The evolution of rocks

This wonderfully diverse planet we live on began as a rather homogeneous conglomeration of minerals in the pre-solar nebula, an inventory not unlike what falls from the sky as meteorites. Inanimate, almost certainly, although I suppose it is not impossible that some sort of living spore arrived on or with the early Earth from elsewhere.

The primeval Earth was hot from the energy of its gravitational formation and radioactivity, hot enough that its minerals were molten. As the planet cooled, only a few basic minerals condensed from the magma, such as feldspar and olivine. As the Earth continued to cool, elements formed more "picky" mineral structures and combinations, such as clay and zeolites. All of this is pretty straight forward: elements find their way into chemical combination and crystalline structures depending on the ambient temperature, pressure, and so on. So, in a certain sense, minerals "evolved" as the planet cooled.

This inanimate "evolution" was discussed recently by Robert M. Hazen, et. all. in American Mineralogist, and summarized by Minik Rosing in Nature (November 27). The next big step was the origin of life, which may have required a mineral template such as clay. As living organisms evolved, still other minerals appeared on the scene as by byproducts of life, such as aragonite (in animal skeletons), gypsum (drywalls) and hematite (red paint). As life diversified, so did the mineral inventory of the planet.
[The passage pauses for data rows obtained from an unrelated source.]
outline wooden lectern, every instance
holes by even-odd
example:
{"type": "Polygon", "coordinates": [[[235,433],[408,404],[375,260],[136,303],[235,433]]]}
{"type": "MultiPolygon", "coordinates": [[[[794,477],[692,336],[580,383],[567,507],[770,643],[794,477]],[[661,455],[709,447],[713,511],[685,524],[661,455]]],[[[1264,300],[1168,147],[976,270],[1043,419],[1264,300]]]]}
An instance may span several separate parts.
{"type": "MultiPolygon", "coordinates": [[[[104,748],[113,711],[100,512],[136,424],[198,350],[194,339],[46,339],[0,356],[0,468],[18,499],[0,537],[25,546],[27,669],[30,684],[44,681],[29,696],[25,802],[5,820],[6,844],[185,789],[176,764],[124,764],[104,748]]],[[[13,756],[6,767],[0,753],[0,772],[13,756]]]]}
All those years ago when I lived next door to the Geological Museum in London, I spent many happy hours drifting among the cases of minerals -- the inanimate substance of the Earth -- as even now I am browsing my Larousse Guide to Minerals, Rocks and Fossils. Gorgeous stuff! Native elements -- gold, silver, copper, iron. Combinations of elements in crystalline arrays, glittering in their jewel-like shapes. Gemstones. Geodes. Agates. And the colors! Erythrite. Turquoise. Jasper. Jade.

I hadn't thought much about it before, how the mineral composition of the Earth diversified according to temperature, pressure, and chemical and biological environment from the relative humdrum uniformity of meteorites. Whether evolution is the right word for this process of diversification I'll leave to the geologists to debate (Rosing would reserve the term for its biological meaning). Gnomic artificers in their underground halls could not arrange a more splendidly beautiful stage for the drama of life.